A five volume diary series details with vivid description the daily life of residents who lived in Mosul while the city was under ISIS control, and how the militants’ control over the city was both sudden and gradual. The diaries share how the city was already living under a shadow government, a situation that ISIS exploited to gain complete administrative control of the city. The author also shares how the city was purged in waves: first of former allies, and then of Christians. His descriptions show the sad reality that as these purges were happening, residents simply turned away and went on with life. This sense of community betrayal continues to haunt displaced Christians, who wonder if they are truly welcome in their community if their community would not defend them from evil.
01/29/2018 Iraq (The Guardian) – Every day, early in the morning, the former missile scientist would leave his house in Mosul. Riding buses, or on foot – he could no longer afford petrol – he’d call on friends, check on his mother or visit his sister’s family. Sometimes he’d hunt for cheap kerosene, or try to score contraband books or cigarettes. Most often, he’d meander aimlessly – a traveller in his own city.
In the evening, he’d sit at his old wooden desk, bent over his notebook, recording the day. Most of what he wrote was banal: the price of tomatoes, a quarrel with his wife. But he also wrote his observations of the remarkable events unfolding in Mosul.
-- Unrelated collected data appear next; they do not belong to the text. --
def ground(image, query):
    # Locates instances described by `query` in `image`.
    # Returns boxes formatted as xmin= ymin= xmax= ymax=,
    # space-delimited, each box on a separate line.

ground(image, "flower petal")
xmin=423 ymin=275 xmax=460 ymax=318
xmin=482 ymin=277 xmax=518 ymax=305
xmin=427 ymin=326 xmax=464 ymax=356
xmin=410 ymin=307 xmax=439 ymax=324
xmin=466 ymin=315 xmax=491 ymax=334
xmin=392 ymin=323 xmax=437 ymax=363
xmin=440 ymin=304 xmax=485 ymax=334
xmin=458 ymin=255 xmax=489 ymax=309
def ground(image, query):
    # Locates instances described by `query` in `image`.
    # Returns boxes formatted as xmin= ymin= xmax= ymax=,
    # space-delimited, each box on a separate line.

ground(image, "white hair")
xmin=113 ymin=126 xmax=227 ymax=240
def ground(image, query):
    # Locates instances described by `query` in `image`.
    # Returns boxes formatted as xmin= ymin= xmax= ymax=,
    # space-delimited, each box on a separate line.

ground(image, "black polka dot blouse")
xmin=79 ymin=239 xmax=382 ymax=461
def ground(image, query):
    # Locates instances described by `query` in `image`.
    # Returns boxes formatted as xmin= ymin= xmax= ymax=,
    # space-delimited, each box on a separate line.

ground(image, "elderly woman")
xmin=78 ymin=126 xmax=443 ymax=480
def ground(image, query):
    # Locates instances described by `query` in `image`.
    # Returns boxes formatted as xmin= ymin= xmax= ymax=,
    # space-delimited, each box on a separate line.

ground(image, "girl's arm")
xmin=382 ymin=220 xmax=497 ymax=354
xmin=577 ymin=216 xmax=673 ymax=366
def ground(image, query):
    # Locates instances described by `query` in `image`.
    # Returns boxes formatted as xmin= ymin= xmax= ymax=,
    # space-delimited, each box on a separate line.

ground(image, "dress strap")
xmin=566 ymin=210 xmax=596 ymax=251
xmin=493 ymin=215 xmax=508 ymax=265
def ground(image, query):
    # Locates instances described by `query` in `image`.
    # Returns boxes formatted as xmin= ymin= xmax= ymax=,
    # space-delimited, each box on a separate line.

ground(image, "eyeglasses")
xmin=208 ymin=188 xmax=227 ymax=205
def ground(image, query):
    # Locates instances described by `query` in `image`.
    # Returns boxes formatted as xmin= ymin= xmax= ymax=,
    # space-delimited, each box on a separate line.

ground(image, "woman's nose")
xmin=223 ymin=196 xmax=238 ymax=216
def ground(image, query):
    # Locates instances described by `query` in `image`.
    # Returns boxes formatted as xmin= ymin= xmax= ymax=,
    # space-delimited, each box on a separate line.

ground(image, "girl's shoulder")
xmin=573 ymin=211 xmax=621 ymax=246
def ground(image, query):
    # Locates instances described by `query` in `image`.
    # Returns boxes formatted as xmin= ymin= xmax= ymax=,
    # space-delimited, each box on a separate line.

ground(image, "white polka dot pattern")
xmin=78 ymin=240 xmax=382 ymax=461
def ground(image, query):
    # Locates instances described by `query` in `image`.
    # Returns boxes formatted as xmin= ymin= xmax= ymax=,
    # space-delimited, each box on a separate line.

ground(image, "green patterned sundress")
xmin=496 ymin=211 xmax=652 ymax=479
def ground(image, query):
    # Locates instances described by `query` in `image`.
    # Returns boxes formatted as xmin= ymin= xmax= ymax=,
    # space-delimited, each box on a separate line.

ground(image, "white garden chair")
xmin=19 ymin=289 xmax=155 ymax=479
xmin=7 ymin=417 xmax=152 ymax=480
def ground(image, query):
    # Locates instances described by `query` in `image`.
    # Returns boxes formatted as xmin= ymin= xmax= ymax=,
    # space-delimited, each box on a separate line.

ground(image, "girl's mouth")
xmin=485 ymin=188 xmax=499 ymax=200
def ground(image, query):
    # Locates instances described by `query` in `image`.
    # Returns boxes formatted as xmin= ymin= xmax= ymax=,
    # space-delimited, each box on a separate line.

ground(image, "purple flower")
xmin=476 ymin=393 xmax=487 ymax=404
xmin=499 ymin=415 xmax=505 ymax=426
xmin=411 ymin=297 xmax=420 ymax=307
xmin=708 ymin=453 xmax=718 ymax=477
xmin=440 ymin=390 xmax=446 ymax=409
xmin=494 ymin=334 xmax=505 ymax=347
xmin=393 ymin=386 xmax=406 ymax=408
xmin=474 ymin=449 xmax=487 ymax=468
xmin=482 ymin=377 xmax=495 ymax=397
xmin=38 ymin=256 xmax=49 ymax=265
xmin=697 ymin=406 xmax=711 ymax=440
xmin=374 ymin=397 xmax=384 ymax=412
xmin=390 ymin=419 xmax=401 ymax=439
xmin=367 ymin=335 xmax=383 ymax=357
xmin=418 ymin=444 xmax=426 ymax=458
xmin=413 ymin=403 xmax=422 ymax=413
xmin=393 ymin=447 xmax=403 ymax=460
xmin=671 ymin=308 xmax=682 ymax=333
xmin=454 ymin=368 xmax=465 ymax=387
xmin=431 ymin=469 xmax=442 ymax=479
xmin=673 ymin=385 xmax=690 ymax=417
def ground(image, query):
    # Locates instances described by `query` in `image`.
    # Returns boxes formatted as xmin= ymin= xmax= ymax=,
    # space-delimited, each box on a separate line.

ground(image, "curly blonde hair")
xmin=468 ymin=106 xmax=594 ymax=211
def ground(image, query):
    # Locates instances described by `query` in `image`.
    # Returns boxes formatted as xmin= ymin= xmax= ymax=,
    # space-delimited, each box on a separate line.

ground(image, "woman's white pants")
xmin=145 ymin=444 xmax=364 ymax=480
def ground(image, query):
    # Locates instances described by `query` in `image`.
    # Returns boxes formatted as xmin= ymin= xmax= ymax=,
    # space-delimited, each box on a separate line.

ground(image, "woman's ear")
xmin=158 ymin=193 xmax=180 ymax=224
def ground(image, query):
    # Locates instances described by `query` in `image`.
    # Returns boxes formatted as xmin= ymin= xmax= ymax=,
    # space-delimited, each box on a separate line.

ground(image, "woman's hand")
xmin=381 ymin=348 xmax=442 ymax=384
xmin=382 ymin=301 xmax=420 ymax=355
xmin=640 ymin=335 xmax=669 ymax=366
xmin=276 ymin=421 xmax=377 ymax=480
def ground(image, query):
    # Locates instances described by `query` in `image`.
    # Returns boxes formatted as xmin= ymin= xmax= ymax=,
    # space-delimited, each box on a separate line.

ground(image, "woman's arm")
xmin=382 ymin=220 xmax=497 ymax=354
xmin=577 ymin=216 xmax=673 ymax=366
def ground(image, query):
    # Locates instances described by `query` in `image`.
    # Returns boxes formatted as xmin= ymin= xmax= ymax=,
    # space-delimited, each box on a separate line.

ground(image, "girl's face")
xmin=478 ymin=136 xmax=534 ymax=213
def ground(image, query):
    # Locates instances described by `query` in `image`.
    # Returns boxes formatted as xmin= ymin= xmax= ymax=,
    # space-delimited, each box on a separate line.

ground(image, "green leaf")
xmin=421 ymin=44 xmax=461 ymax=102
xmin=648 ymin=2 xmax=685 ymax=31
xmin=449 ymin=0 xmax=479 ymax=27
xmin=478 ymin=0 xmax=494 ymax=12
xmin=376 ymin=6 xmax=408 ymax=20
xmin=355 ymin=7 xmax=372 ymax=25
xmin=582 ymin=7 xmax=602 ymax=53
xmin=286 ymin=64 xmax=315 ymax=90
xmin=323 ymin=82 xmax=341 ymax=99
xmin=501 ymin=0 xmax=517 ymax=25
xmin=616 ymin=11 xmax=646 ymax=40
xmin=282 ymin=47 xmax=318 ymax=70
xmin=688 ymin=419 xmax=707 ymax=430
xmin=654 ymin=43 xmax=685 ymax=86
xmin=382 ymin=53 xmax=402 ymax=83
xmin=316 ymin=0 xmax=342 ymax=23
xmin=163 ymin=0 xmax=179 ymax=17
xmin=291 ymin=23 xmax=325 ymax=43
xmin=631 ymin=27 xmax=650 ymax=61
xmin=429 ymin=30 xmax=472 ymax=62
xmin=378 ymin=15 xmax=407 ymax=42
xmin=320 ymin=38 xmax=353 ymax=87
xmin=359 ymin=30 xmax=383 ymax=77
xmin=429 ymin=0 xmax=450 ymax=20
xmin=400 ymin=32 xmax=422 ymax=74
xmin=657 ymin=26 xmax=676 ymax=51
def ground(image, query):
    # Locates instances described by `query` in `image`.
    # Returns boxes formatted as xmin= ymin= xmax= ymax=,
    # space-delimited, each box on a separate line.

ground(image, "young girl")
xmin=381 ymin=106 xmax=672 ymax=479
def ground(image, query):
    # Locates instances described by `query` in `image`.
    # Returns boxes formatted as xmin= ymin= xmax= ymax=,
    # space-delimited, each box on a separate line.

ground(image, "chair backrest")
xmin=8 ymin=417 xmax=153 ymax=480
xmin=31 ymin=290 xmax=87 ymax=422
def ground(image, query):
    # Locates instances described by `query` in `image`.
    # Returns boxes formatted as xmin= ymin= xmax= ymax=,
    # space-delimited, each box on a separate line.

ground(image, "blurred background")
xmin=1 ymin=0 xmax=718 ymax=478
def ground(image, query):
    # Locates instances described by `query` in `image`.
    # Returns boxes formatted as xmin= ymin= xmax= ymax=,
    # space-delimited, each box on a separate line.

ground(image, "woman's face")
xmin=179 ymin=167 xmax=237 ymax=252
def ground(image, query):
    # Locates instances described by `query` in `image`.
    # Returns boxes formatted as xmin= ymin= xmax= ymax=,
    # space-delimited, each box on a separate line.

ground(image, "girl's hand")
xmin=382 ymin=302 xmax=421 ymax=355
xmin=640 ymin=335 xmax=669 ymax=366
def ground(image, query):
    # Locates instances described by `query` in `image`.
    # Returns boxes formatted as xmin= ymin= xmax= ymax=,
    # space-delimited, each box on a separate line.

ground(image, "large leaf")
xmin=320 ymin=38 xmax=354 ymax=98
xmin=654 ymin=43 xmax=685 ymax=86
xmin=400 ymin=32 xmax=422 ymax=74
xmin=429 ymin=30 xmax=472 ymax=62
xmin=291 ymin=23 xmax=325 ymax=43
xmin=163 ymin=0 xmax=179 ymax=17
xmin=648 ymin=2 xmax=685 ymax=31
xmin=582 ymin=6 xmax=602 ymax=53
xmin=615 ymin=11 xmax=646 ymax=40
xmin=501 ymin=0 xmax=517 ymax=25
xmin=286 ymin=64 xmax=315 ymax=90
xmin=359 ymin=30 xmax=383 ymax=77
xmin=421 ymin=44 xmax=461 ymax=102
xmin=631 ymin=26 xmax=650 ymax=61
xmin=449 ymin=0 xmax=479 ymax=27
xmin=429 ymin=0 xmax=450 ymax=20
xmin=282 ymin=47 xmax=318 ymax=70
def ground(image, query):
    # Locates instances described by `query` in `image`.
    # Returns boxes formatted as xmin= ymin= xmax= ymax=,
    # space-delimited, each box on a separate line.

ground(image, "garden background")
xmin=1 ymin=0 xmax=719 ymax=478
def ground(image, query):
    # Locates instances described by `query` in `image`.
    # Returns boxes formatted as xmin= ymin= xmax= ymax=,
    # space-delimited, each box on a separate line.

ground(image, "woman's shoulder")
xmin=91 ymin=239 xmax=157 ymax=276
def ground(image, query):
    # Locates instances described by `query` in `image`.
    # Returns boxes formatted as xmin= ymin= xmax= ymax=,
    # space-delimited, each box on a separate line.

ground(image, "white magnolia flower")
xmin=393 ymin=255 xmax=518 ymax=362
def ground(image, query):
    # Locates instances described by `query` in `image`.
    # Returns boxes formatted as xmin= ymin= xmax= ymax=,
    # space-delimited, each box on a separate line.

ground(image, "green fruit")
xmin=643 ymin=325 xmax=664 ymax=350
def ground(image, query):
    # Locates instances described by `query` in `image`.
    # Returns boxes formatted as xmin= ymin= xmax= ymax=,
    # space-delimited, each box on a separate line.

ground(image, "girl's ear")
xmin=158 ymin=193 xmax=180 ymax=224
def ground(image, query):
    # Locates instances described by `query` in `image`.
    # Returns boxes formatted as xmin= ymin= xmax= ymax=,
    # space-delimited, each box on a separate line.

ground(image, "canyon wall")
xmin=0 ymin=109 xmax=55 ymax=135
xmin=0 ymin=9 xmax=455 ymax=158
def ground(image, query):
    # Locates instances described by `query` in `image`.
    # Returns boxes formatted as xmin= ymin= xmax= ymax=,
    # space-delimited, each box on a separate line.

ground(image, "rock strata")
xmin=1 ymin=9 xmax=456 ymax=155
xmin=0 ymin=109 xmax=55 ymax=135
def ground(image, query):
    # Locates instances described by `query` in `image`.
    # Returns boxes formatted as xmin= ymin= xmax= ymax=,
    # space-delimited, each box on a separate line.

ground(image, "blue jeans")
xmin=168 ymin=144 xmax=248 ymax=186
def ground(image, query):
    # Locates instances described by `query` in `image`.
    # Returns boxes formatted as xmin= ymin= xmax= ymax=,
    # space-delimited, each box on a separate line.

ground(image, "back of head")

Just as in any totalitarian society, the majority of residents bent their heads and went on with life
“I must live this moment and record it,” reads one entry, from August 2014, two months after the fall of the city. “We live like prisoners serving long jail sentences. Some of us will come out having finished reading dozens of books. Others will be devastated and destroyed.”
By the time he stopped writing, he’d filled five volumes. They are the handwritten diaries of a city under occupation, and a chart of how the Islamic State tried to live up to its name – by running a city.
In the early days of June 2014, the new gunmen were broadly welcomed in Mosul. Unlike the brutal and corrupt Iraqi army, they were polite. They guarded public buildings, prevented looting and dismantled the concrete barricades that choked the city.
“There were no more car bombs, no clashes and no IEDs,” the scientist wrote. “Mosul is at peace finally. They control the streets and people are awestruck. They allow people to leave Mosul, and schools are teaching government curriculums.”
There was some confusion regarding their identity. Were they Sunni tribal revolutionaries? Ba’athist officers from Saddam’s old army? Jihadi militants like al-Qaeda? These different groups had been a fact of life ever since the US-led invasion in 2003. For years, the factions had vied for power in Mosul, seeking legitimacy by waging a ruthless urban guerrilla war – first against the American occupiers, then subsequent Iraqi governments.
Indeed, some were already acting as a kind of shadow government – “taxing” businesses and extorting a percentage from every municipal contract. Those who failed to comply were often kidnapped and shot.